Calling the baby whisperers
Sleep consultant and “new parent mentor” Vonda Dennis’ clients like to say that she carries magic pixie dust in her pockets. How else to explain a screaming baby so quickly settling to sleep in her arms?
But Dennis says a lot of what she does to quiet a baby is simply common sense. “Most of what I tell my clients sounds really reasonable, and a lot of it is basic logic that parents have, but just aren’t pulling from,” she said.
In her postnatal mentoring sessions, Dennis focuses on “Believing in Yourself” and “Instinct Training” as well as sleep training and relaxation. The goal, she said, is “not so much training the babies, but training the parents.”
Although all types of people seek out sleep consultants, Dennis’ clients tend to be high-performing professionals, mostly in their late 30s and early 40s. “It’s funny and cute at the same time,” she said. “Most of them run companies or are heads of major corporations, but they cannot figure out how to get a little person to sleep.”
Sleep consultants such as Dennis say that despite the recession, their business is booming. Jill Spivack, co-founder of Sleepy Planet, a sleep consultancy firm in Santa Monica, suggested that the poor economy might be fueling anxiety and stress in the home. That may be part of it, but most of the parents and sleep consultants I spoke with said the uptick has more to do with increasingly befuddled and over-educated parents drowning in information overload.
“My mother said, ‘All we had was Dr. Spock; no wonder you are all confused,’” said Eileen Henry, a 48-year-old sleep consultant based in Colorado. “I also think we all cry uncle sooner.”
It’s hard to blame parents for not having faith in their intuition when they are constantly being exposed to new studies and conflicting information. For example, intuition might tell parents to put a baby to sleep on her stomach, but that position increases the chances of sudden infant death syndrome. Intuition might suggest asking one’s own parents how they put babies to sleep, but the answer often is, “I let you cry,” or “I can’t remember; that was over 35 years ago.” And at 3 in the morning, when parents are dragged awake by a screaming baby, intuition might just say to stick a breast in his or her mouth.
“Every six months, the winds of child-rearing philosophy change,” said Brandi Rouse, a sleep consultant based in Atwater Village. “There is so much information out there that it keeps people from using their intuition. I tell parents all these things will work; it’s about figuring out what works for your family.”

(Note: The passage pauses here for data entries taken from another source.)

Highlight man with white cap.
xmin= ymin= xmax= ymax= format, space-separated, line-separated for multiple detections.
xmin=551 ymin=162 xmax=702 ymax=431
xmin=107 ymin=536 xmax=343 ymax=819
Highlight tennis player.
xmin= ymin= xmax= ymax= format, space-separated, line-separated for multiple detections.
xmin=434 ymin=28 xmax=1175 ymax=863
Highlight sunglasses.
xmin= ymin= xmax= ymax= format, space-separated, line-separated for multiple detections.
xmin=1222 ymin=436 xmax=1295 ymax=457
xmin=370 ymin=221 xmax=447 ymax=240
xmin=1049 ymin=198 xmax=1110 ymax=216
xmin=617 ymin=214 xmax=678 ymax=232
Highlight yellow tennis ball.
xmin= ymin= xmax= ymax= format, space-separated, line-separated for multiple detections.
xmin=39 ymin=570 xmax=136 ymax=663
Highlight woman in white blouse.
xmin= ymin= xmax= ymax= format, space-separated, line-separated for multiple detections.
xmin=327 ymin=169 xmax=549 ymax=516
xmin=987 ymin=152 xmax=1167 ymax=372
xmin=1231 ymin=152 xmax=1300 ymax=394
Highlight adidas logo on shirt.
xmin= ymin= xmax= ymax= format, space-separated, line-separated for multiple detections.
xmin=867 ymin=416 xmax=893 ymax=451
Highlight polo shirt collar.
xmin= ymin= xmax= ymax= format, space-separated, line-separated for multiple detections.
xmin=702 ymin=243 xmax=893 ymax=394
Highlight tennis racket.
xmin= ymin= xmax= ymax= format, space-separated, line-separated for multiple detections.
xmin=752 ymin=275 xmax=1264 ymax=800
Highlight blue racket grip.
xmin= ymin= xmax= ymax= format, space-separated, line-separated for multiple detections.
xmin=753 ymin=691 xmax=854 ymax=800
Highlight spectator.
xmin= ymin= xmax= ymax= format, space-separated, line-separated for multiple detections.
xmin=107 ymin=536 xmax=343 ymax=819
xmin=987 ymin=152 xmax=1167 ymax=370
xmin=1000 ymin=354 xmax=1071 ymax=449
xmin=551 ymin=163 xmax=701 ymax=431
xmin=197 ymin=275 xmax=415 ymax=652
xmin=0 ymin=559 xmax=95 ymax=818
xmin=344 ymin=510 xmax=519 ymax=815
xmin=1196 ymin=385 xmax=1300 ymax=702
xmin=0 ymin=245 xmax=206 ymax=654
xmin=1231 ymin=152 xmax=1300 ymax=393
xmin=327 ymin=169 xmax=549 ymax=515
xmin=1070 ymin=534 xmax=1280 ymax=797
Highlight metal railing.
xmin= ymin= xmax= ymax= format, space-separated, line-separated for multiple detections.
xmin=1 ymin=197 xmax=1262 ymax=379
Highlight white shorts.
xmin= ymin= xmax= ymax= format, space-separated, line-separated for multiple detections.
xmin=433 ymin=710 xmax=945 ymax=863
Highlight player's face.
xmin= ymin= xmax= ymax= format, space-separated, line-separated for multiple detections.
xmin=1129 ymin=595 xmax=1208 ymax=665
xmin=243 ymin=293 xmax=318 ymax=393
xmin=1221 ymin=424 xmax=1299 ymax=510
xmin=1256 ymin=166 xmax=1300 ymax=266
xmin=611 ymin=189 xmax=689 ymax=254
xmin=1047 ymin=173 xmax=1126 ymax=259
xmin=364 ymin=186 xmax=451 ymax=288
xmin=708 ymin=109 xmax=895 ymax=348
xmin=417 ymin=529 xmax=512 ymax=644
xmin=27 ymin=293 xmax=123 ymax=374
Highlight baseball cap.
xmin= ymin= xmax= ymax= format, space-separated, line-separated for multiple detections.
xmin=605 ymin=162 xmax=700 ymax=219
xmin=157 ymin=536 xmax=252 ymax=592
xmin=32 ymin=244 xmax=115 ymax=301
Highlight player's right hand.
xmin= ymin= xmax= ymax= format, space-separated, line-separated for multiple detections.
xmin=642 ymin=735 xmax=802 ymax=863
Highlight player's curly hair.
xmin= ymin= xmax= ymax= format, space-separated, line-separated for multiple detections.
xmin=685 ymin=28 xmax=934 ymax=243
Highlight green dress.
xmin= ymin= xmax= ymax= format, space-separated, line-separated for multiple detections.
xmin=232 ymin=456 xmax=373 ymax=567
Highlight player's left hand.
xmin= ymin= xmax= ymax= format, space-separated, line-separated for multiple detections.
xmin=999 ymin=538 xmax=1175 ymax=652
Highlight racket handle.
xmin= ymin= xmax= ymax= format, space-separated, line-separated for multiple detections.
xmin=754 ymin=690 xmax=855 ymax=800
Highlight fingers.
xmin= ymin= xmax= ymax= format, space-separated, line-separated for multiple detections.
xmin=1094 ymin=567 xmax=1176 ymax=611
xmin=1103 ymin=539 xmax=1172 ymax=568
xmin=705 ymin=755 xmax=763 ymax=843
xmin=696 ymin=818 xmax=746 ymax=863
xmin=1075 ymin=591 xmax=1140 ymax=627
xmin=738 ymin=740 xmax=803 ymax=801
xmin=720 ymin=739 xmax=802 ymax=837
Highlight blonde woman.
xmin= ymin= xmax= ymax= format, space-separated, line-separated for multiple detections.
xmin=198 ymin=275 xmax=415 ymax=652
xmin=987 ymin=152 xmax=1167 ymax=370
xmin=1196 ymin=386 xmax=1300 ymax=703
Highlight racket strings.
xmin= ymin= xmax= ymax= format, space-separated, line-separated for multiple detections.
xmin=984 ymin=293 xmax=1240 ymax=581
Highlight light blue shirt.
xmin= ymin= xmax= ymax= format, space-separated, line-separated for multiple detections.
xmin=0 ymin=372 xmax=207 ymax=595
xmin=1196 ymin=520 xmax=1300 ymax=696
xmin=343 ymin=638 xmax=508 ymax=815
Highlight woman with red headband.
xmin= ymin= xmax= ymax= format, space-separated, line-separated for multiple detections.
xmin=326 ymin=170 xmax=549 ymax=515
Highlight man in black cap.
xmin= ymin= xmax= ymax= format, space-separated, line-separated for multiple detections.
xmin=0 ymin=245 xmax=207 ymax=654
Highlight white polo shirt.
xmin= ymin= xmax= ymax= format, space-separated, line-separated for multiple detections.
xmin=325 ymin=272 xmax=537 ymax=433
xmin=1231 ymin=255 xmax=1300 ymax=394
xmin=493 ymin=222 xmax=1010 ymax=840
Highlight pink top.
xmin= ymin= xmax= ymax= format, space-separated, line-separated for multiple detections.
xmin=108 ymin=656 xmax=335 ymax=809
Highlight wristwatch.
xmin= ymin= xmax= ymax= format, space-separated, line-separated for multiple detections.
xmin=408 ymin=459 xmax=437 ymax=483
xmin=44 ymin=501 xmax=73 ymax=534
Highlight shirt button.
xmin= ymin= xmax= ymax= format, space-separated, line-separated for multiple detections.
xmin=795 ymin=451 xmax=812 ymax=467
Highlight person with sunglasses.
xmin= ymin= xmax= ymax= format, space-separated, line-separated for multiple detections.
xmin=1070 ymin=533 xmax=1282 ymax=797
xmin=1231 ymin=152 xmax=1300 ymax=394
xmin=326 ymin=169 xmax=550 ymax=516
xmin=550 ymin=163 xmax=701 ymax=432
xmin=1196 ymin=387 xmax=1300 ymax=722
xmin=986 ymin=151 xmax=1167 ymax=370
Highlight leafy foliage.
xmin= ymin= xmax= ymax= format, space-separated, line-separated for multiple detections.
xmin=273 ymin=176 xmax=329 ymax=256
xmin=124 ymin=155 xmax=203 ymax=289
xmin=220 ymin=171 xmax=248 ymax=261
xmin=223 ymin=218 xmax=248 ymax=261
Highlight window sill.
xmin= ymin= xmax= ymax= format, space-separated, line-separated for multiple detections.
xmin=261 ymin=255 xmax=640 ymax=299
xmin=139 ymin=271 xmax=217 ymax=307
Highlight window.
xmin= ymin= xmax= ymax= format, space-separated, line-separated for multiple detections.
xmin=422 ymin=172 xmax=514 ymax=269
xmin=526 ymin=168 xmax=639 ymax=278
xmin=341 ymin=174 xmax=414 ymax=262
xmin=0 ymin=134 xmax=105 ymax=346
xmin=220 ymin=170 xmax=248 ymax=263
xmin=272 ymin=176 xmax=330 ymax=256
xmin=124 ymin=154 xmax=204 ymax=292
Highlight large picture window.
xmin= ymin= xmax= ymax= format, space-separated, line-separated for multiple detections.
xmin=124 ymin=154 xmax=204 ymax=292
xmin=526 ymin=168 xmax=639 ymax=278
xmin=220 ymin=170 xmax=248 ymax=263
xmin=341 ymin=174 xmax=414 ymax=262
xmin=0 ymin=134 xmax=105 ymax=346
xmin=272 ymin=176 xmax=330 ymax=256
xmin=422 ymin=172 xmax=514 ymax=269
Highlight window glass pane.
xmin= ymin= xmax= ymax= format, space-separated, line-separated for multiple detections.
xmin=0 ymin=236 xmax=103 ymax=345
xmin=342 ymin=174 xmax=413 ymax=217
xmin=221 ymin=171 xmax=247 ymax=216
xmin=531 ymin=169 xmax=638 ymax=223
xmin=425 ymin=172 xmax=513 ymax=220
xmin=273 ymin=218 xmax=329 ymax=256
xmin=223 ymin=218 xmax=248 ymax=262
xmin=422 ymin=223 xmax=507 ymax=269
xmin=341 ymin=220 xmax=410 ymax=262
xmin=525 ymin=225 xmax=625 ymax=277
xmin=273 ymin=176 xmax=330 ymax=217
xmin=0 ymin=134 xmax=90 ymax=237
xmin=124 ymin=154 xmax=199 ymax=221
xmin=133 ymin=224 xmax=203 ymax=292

For parents who have lost their way, sleep consultants — whose services generally run $200 to $800 — function in the same way as business consultants. They serve as trusted and experienced third-party experts who take time to learn the specifics of a family’s particular situation and then create a customized plan.
Many of the tips sound a lot like common sense: Don’t walk a baby around a well-lighted house; try not to make eye contact at 3 in the morning; create a nighttime routine. But the key to their success is devising a plan that parents will stick with, and then holding their hand through the tough times.
“At least 50% of any case with sleep has to do with the parents’ comfort level with staying consistent with the plan,” Spivack said.
For those parents who can’t stand to hear a baby cry, some consultants might recommend the “sleep shuffle,” an elaborate system in which a parent spends a few nights sleeping on the floor next to the crib and then gradually moves farther away until he or she is sleeping in the hall outside the nursery door and eventually in his or her own bed.
For those who can handle some crying but are worried about emotionally scarring their infants if they abandon them in the crib, other consultants might suggest parents go into the baby’s room to check on a child who is screaming — not to pick the baby up, but to say something like, “Honey, I love you, but you need to learn to sleep on your own.”
“I feel that babies are very similar, but I tailor the program for the parents,” said Rouse.
Another important part of most sleep consultancies are the follow-up phone calls. Most consultants will, for a fee, make themselves available to clients for half an hour or an hour a day for two weeks. Part of this service is to help with troubleshooting, but most of it is to keep the parents on track.
For many parents, that hand-holding is the most valuable part of the service, even if it means they have to accept the fact that they need help with something that sounds so basic.
“Before I had kids, a friend of mine told me she was going to hire a sleep consultant and I thought, ‘What’s wrong with these people? You think it should come naturally,’” said Valeria Van Brummelen, who wound up hiring a sleep consultant herself when her daughter was 9 months old. “Maybe there’s too much information out there, but I was very confused. I don’t know why we need to pay for these things, but we did.”